Modal analysis plays an important role in the structural analysis. Many essential components or entire machine designs need to avoid the natural frequencies to achieve the purpose of the safety operation. Some structures such as musical instruments require natural frequencies near a specific value. The general-purpose finite element software WELSIM also supports the modal analysis features. Today we use an intuitive example of a tuning fork to understand how to calculate the natural frequencies quickly and easily through WELSIM.

First, import a tuning fork CAD model, as shown below.

Because it is a modal analysis, you need to change the default structure static analysis to modal analysis in the project properties. The GUI for property modification is shown in the figure:

Set the grid parameters and click on the mesh to get the mesh with 19376 nodes and 9760 elements.

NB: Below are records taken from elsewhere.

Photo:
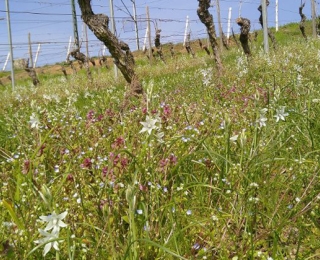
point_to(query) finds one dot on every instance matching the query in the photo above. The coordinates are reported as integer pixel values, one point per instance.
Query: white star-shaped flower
(34, 121)
(45, 240)
(281, 115)
(149, 125)
(54, 221)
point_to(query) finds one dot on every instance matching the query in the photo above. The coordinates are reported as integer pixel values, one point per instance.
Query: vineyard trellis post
(219, 23)
(6, 62)
(113, 30)
(149, 34)
(37, 55)
(30, 50)
(186, 31)
(265, 26)
(136, 23)
(10, 44)
(69, 47)
(229, 23)
(313, 14)
(277, 15)
(75, 25)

Add a fixed boundary condition to hold the bottom end of the tuning fork.

Then you can click the Solve button, and you’ll be finished solving it soon. On a small simulation computer, it takes about 2 seconds. In the chart and tables windows, you can read the natural frequencies of the tuning fork under these conditions are 250.53, 251.55, 451.66, 1766.1, 2083.5, and 13011 Hz. According to the lowest frequency, we can estimate the pitch of this tuning fork close to note C. The figure below shows the deformation distribution of the structure at the first frequency.

Is it very straightforward to conduct modal analysis in WELSIM? This example is saved in the WELSIM installation directory. Users can directly open the file named “structural_modal_v16_fork.wsdb” for calculation and verification.